We live in a society with a lot of structure - Government, Medicine, and the School system all have policies in place that (for the most part) were put in place for the greater good. At least I like to assume that was the initial goal. But just like a building that was built too tall and without any freedom to move, eventually a stiff wind is going to knock it down. 



In one of my first lectures in the Ayurveda training I am taking, she talked about the energies of Shiva (masculine) and Shakti (feminine). Shiva is the observer, it is structure. While shakti is the observed, the creative force, the power. Both need each other and both are equally important. The problem arises when we have too much of one. Too much Shakti with no container and the energy spirals out of control. Too much Shiva, however, and Shakti has no where to explore, to go.
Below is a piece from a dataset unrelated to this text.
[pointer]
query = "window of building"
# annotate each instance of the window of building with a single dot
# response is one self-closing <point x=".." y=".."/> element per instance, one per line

She just builds and builds until one day she is too much for the structure to hold and there is destruction. 

Have you witnessed or heard stories of a child who was raised in a super strict home, only to go wild once set free at college? Their Shakti was kept on too short of a leash. 

Have you experienced this within yourself? Have you deprived yourself of something you like (food, shopping, etc) - all with good intentions - and then completely binge?

Yoga practice can be the same way. I believe if we approach our yoga practice with only the Shiva in mind - only the structure - “I’m going to do this pose perfect.